Due to the increasing costs and precious nature of ginseng, we are no longer able to offer a bulk discount on this botanical.
American ginseng has a long history of use by indigenous populations in eastern North America. Today, it is used sparingly in traditional western herbalism. While there is some use of the plant domestically, most American ginseng is exported to Asia where the roots are highly valued. However, the leaves have been largely overlooked and undervalued.
American ginseng supports a healthy response to stress and was traditionally used in Traditional Chinese Medicine as an adaptogen for overall well-being and to help increase energy and stamina.*
Research has shown that Panax quinquefolius leaves have a broader suite of ginsenosides than the roots and therefore can be used in conjunction with, or as an effective substitute for, the roots. Ginsenosides are saponins of the steroidal family found almost exclusively in the Panax genus that may be responsible for some of the plant’s healthful properties. In addition to its healthful properties, the use of American ginseng leaf is a way to promote conservation of the whole plant. Mountain Rose Herbs believes that fostering a domestic market that places a high value on ginseng may help lead to better conservation practices.
We source our wild collected American ginseng leaves from legal, permitted harvesters in the United States and whom are regulated by CITES (the Convention on International Trade in Endangered Species of Wild Fauna and Flora). The permits help to define an appropriate harvest and guide ecological impact measures. It is regulation that ginseng for harvest be no less than five years old. Gathered in late summer and early fall, the leaves are a byproduct of the root harvest that would otherwise be discarded on the forest floor. These leaves are gathered in their natural, native, deciduous forest habitats which are verified as untouched by chemicals through third-party lab testing.
Panax quinquefolius is a slow-growing, herbaceous perennial in the Araliaceae family. American ginseng loves to grow in full-shade deciduous forests; a specialized wooded environment found in southeastern Canada and the eastern United States. The plant has an aromatic root and bears three leaves, each with three to five leaflets and red mature fruits.
There are few plants in the world possessing the rich history and lore of ginseng. Panax ginseng (also known as Asian ginseng, or Korean ginseng) has likely been used as medicine since the dawn of civilization throughout the Asian continent where its first written mention came in the first century B.C.
American ginseng became known to the world in 1711 through the writings of a Jesuit missionary to Beijing named Pere Jartoux. Jartoux had spent some time in eastern Canada and had observed the botanical similarities between the environment there and that of Jilin province in eastern China where Asian ginseng grows. He speculated that if ginseng were to be found anywhere else, it would be in eastern Canada. Joseph Francois Lafitau, a Jesuit missionary based in eastern Canada, was influenced by Jartoux’s writings and set out to find the plant. Legend has it that Lafitau sought counsel with a local medicine woman who walked a few feet away and brought him one of the roots.
At the time of this discovery, the Chinese stock of wild ginseng was becoming rare due to overharvesting, and there was an eager market that was willing to import American ginseng by the ton. However, history has a way of repeating itself, and American ginseng is now at-risk.
United Plant Savers lists Panax quinquefolius on its “at risk” list in part due to loss of habitat, illegal poaching, and over-harvesting. It’s a complex issue, but many of these factors are driven by the root’s popularity in Asia and the high prices it sells for. Efforts are underway to create a sustainable means of harvesting American ginseng and to foster a knowledgeable, conscious, domestic market that recognizes the embedded and inherent value of this special plant.
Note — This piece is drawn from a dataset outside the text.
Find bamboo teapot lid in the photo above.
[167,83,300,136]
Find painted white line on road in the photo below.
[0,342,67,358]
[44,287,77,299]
These efforts are stewarded by conservation-minded nonprofits such as United Plant Savers, industry partners such as Mountain Rose Herbs and ecologically focused growers, land-owners, conservationists, herbalists, and harvesters.
American ginseng leaves can be steeped as tea, incorporated into herbal formulations, tinctured and added to herbal smoking blends.
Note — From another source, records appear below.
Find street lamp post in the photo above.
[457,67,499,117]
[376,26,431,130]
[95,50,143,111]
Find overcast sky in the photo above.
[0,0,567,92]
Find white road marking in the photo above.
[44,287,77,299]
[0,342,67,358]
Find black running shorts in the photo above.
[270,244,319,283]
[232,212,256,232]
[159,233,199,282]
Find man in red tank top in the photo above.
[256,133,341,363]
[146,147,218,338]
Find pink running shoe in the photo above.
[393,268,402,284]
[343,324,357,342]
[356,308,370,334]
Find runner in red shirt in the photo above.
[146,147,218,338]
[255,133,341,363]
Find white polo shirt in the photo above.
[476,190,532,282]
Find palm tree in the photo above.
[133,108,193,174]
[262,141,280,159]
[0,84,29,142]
The use of warfarin and American ginseng may reduce the efficacy of warfarin and should be used under the supervision of a qualified healthcare practitioner. We recommend that you consult with a qualified healthcare practitioner before using herbal products, particularly if you are pregnant, nursing, or on any medications.
*This statement has not been evaluated by the Food and Drug Administration. This product is not intended to diagnose, treat, cure, or prevent any disease. For educational purposes only.